I got off the bus there instead of coming right home.
It was near dark, and I naturally wondered
where that homeless one would sleep.
I walked up the steps and went in through the heavy door.
In there it was quiet, no city sounds came through
and somebody was running a dust mop
under the benches. He comes right over to me,
carrying the mop with him.
A medium man in a sweater and glasses,
he tells me he's the minister.
I don't know what to ask,
and from somewhere sideways in my mind
out came Myrtle and Annie's play.
I blurt, "If a girl had an abortion,
could she come to this church?"
It was not my urgent question
but it would stall while my courage came to me.
He took off his glasses
and said, "Of course.
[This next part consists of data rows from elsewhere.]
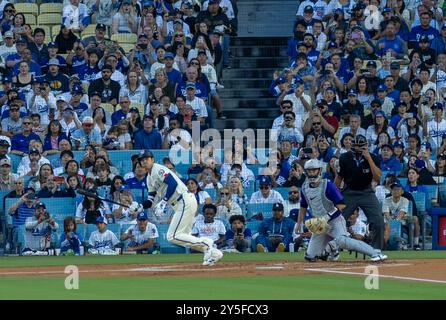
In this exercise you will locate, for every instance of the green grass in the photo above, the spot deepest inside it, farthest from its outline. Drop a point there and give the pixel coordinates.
(41, 261)
(196, 288)
(320, 286)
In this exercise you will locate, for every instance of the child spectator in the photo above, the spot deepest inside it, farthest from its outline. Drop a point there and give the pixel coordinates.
(238, 237)
(209, 227)
(142, 236)
(102, 241)
(38, 231)
(70, 240)
(90, 209)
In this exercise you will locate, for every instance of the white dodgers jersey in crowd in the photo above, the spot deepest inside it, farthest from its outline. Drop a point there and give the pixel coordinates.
(140, 237)
(155, 182)
(103, 241)
(208, 230)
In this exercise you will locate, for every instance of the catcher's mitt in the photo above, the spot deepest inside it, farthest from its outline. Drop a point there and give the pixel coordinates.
(316, 225)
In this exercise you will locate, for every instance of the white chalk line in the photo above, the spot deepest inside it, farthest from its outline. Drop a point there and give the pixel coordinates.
(362, 266)
(329, 270)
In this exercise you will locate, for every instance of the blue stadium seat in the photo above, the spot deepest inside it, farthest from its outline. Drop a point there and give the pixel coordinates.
(442, 195)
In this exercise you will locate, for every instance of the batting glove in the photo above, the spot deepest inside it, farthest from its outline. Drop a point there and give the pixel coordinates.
(135, 207)
(159, 208)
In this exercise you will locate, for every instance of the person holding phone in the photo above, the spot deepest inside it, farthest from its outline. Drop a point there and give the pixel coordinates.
(238, 236)
(358, 168)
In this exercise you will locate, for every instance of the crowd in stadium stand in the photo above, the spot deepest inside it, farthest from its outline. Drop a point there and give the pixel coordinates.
(99, 76)
(82, 81)
(375, 69)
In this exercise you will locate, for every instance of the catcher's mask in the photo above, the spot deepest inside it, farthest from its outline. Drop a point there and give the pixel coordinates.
(311, 165)
(358, 142)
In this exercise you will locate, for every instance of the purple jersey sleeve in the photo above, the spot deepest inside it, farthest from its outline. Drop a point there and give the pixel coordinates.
(333, 193)
(303, 201)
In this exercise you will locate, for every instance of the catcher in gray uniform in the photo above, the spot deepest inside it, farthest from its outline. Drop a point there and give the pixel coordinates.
(326, 202)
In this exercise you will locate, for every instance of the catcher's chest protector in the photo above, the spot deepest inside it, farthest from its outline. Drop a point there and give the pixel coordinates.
(318, 202)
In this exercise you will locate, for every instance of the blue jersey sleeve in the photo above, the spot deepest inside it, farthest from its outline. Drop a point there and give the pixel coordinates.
(333, 193)
(303, 201)
(171, 186)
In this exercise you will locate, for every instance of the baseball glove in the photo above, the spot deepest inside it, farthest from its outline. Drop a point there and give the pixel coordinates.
(317, 225)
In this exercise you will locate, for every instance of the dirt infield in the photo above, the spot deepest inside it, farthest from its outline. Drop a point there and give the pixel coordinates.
(424, 270)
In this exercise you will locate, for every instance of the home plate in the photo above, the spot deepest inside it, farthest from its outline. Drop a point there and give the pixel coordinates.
(269, 268)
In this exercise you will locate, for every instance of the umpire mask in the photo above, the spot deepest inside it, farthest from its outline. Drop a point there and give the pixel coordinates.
(313, 164)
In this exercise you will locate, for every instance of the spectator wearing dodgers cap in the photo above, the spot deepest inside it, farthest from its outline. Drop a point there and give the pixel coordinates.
(52, 54)
(87, 135)
(142, 236)
(266, 194)
(7, 178)
(436, 128)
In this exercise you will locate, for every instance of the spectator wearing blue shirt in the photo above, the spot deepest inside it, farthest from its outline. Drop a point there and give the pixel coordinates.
(86, 135)
(173, 75)
(340, 69)
(122, 113)
(401, 115)
(276, 233)
(391, 42)
(148, 137)
(88, 71)
(38, 47)
(20, 142)
(77, 58)
(392, 93)
(388, 161)
(52, 54)
(22, 209)
(59, 82)
(427, 55)
(304, 71)
(138, 181)
(76, 94)
(26, 55)
(424, 29)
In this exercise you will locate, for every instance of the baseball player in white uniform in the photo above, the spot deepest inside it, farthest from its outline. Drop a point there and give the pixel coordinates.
(326, 202)
(162, 181)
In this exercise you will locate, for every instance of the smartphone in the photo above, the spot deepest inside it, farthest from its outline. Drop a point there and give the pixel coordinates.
(58, 179)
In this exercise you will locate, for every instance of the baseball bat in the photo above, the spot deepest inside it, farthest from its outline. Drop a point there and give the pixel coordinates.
(94, 195)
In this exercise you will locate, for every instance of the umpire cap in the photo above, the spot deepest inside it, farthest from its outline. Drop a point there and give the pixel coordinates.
(359, 140)
(145, 154)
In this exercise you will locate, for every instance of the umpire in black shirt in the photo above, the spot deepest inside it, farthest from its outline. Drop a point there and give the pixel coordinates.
(357, 168)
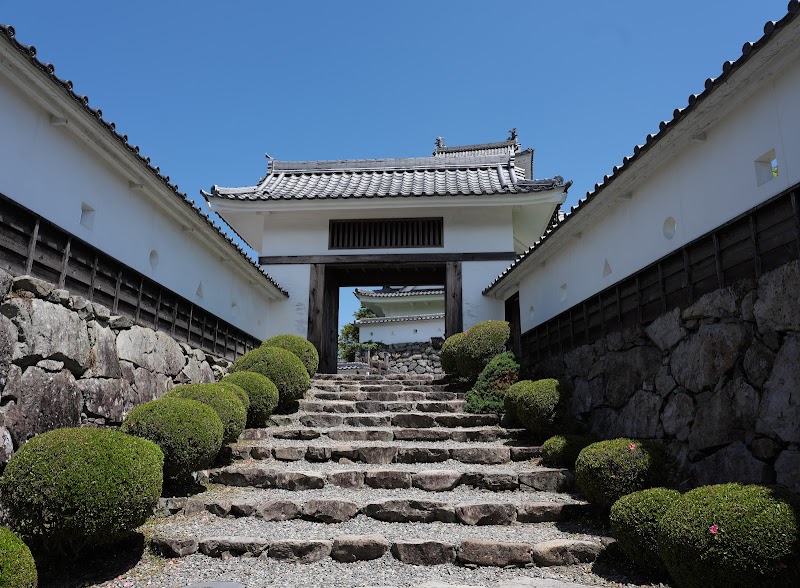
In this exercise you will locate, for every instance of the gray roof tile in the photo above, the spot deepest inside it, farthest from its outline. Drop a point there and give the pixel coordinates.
(462, 175)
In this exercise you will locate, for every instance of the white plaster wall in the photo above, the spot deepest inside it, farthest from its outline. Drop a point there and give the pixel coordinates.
(471, 229)
(409, 306)
(475, 275)
(48, 170)
(290, 315)
(405, 332)
(706, 185)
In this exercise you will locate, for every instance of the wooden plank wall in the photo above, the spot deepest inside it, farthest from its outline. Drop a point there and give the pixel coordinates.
(758, 241)
(29, 244)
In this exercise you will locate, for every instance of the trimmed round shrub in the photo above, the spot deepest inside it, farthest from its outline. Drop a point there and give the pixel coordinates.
(488, 394)
(188, 432)
(608, 470)
(536, 405)
(451, 349)
(70, 489)
(283, 367)
(732, 535)
(17, 568)
(561, 451)
(482, 341)
(302, 348)
(223, 399)
(634, 523)
(262, 392)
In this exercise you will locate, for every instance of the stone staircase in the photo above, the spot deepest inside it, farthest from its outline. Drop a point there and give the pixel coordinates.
(388, 470)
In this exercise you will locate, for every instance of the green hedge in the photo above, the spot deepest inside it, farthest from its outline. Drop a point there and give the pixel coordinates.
(302, 348)
(608, 470)
(537, 405)
(223, 398)
(188, 432)
(451, 349)
(262, 392)
(561, 451)
(730, 536)
(284, 368)
(635, 522)
(70, 489)
(17, 568)
(481, 343)
(488, 394)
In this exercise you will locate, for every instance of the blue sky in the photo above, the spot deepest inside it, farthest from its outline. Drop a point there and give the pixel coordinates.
(206, 88)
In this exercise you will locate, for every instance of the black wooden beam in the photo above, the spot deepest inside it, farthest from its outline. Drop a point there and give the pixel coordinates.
(386, 258)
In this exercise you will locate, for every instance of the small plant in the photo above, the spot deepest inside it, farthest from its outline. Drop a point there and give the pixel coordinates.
(223, 398)
(17, 568)
(188, 432)
(481, 343)
(451, 349)
(537, 405)
(561, 451)
(634, 522)
(608, 470)
(70, 489)
(282, 367)
(488, 394)
(732, 535)
(302, 348)
(262, 392)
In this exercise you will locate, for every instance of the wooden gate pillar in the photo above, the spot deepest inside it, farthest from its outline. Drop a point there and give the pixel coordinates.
(453, 305)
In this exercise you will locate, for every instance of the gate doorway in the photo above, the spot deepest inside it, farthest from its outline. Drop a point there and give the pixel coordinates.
(327, 278)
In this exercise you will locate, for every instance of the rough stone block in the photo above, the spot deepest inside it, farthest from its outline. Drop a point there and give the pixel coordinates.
(424, 553)
(494, 553)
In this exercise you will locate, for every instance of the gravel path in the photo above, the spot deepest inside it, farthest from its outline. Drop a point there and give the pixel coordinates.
(152, 572)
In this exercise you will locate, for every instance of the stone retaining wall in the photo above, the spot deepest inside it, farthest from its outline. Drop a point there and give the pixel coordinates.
(414, 358)
(719, 382)
(65, 362)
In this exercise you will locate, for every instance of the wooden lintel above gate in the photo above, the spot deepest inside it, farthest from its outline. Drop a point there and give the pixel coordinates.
(386, 258)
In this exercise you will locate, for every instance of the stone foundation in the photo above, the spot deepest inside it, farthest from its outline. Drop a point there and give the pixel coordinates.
(414, 358)
(719, 382)
(66, 362)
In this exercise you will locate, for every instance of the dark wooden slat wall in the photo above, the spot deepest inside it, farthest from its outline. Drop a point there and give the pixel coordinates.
(763, 239)
(396, 233)
(30, 244)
We're here to help you."
"It's not me, I was just wondering."
"Everyone is welcome here," he said in a believable voice.
"Would you like to know about our youth services?
right over here, our schedules, our bulletins,
our calendars, our youth ministry,"
he puts his glasses back on, holds the mop in one hand,
and we go over to the side of the church where there's a table
with neat piles of papers in different colors.
He begins to hand me several.
"And another thing," I go on ahead,
hoping this place is as private as it feels.
"Would you let--do you have any--"
I hear my voice getting softer--
"Can any--could any gay people come here? Or not?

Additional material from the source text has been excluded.